Concordia Lutheran Seminary

Seminaries Sunday

This year’s Seminaries Sunday is celebrated in the month of September. Congregations have the opportunity to incorporate Seminaries Sunday throughout the month of September as it best fits into their local celebrations of Christian education. LCC’s seminaries are crucial for the continued provision of trained and qualified leadership in the parishes across the country. Designating a Sunday in September is a good opportunity for the churches to hear about the work of the seminaries. Speakers can remind listeners about the importance of the seminaries and invite congregations to pray for the schools and their students, faculties, and staffs.

Canada’s two LCC seminaries are working together to provide resource materials and to promote Seminaries Sunday. Concordia Lutheran Seminary in Edmonton, AB, and Concordia Lutheran Theological Seminary in St. Catharines, ON, have developed joint material for use by local congregations. Sermon notes and a bulletin cover have been produced that LCC congregations can download and print. The art work is also available for mail out.

Both CLS and CLTS are graduate schools of Lutheran Church–Canada. With an undergraduate degree in hand, students prepare for pastoral ministry. Students preparing for the ministry take over 30 master’s-level courses; engage in a final-year research project; face an oral exam based on their research; are questioned twice in their first year by a committee which assesses their suitability for ministry; involve themselves actively in the life of a field congregation in which they’re placed for their first two years; uproot themselves in year three to serve as vicars in a 12-month internship in another congregation; and are assigned their first call - they go wherever LCC places them. Seminary preparation is disciplined and demanding work.

This graduate-level education carries no small price tag: tuition alone for the four years (including vicarage) costs over $24,000; add to that “incidental fees,” which are not so insubstantial; plus the cost of books, and lots of them; plus room and board off campus. Each student makes plenty of sacrifices to obtain this educational experience: the student pays his own way, albeit with financial help, usually from family, home congregation, district, church auxiliaries, and donors to the seminaries. Typically, students give up full-time work and income, borrow money, budget rigorously, and live austerely.

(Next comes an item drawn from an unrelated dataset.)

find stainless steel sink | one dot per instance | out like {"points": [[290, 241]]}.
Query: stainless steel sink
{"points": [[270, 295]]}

But the seminaries’ pursuits are more necessary now than ever: now more than 60 of the 320-or-so LCC churches have pastoral vacancies — that’s one in six; what’s more, 50 LCC pastors were eligible to retire during one recent three-year period, and some of them have retired; the situation is not getting better.

If there’s a shortage of pastors, if that’s the problem, then the seminaries are the solution: your seminaries forge pastors, well-schooled in ministry, well-grounded in the faith. You can’t have a pastor without a seminary! Think of the seminaries as the providers; think of the pastor as the end result of the seminary experience; think of the parishioners as being the beneficiaries of the seminaries’ ministry.